Urban road networks are not generated by a single stochastic process. Paris is the partial output of centralized intervention (Haussmann). Istanbul is an accretion process constrained by topography, empire, and path dependence. Lagos, Prague, Manhattan—each reflects a distinct historical prior. Treating them as IID graph samples is not simplification; it is model misspecification.

Urbanists know that cities vary fundamentally based on location, scale, and culture. The non-obvious failure is that we lack a principled way to measure how they differ structurally, independent of geography, scale, or visual intuition.

So we ask a stronger question: If we strip a city of geometry and retain only adjacency—only topology, can we quantify the difference in structure between the local and the global?

This is a hypothesis, not a metaphor. And hypotheses deserve estimators and statistical inference.

View of a glass building reflecting the sunlight.

Cities as Messages, Not Maps

Let a city’s road network be an undirected graph, denoted $G=(V,E)$ , where $V$ is the node set and $E$ is the edge set.

An agent traversing this network does not experience the city globally. Even if it were given the global degree distribution, this may not be entirely sufficient for the complexity within the network itself. One such example is heterogeneity in degree distributions across subgraphs of the same city road network. It encounters induced subgraphs—local neighborhoods revealed incrementally. For any subset $S \subseteq V$ , let $G[S]$ denote the induced subgraph.

We treat each $G[S]$ as a finite message describing local structure. Vitanyi et al. then give us a strong basis for quantifying the information content of such a message as an indicator of representational complexity.

How many bits are required to describe this subgraph, and how does that compare to what we would expect if the city were structurally uniform?

This reframes network information as a coding problem. And this is something that we can test.

Force-directed network graph of the city of Detroit — Screenshot of the force-directed network graph of the city of Detroit. This data is available in the Network Visualization simulation deployed to the Lab site.

The Null: Erdős–Rényi as a (Simple) Universal Baseline

We need a reference model. This defines what we consider to be a “random” state under our null hypothesis. Put simply: if we want to tell whether a fuzzy image depicts a cat, we’ll probably need to compare it with other images we know to be cats.
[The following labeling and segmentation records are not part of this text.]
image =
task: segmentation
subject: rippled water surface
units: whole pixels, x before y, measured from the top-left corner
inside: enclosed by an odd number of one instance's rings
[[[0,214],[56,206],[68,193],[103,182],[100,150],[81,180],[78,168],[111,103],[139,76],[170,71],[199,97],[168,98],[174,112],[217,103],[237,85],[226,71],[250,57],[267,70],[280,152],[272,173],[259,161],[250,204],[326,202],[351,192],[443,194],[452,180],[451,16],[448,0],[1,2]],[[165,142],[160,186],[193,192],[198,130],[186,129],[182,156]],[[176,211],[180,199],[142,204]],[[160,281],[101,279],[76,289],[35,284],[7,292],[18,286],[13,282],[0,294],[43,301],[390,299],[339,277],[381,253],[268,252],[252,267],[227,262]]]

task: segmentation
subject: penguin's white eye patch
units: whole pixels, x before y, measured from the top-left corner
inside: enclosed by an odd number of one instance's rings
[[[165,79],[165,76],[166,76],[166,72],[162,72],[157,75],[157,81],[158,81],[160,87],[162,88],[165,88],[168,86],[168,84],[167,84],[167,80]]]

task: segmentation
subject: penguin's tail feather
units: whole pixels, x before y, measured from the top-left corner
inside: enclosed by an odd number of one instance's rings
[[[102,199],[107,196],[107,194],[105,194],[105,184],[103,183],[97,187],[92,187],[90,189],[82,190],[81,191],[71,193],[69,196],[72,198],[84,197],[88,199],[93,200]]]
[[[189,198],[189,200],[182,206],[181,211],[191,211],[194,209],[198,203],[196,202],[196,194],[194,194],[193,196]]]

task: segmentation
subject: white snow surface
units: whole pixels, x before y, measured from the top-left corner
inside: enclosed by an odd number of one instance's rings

Against this assumption that a cat has certain features defined by our null model (ears, fur, (usually) 4 legs), how much does this fuzzy picture align with our expectations?

For a subgraph with $n = |S|$ , $m = |E(G[S])|$ , and $M_S = \binom{n}{2}$ , we assume an Erdős–Rényi model $G(n,p)$ , where edges occur independently with probability $p$ .

Under this model: $P(G[S] \mid p) = p^m (1-p)^{M_S - m}.$ This means that the probability of any particular arrangement of roads and intersections is distributed according to this model, which is described by a single parameter $p$ .

Using base-2 logarithms throughout (so description lengths are in bits), the corresponding Shannon code length is: $L(G[S] \mid p) = -\left[m \log_2 p + (M_S - m)\log_2(1-p)\right].$

ER is the maximum entropy model subject to a single constraint (edge density). Any deviation from it must be explained by some presence of structure. And the higher the subgraph differs from the global baseline, the stronger an indication of structure to our network.

Methods (at a Glance)

We include a rough outline of the methods used to re-create the analysis.

Constructing the Local Subgraph

For seed node $v \in V$ and radius $r$ , define the ego subgraph $G_r(v)=G[\{u:d(u,v)\le r\}].$
For each local subgraph, compute the nodes, edges, and likelihood:
- $n=|S|$
- $m=|E(G[S])|$
- $M_S=\binom{n}{2}$

Computing our Null Hypothesis.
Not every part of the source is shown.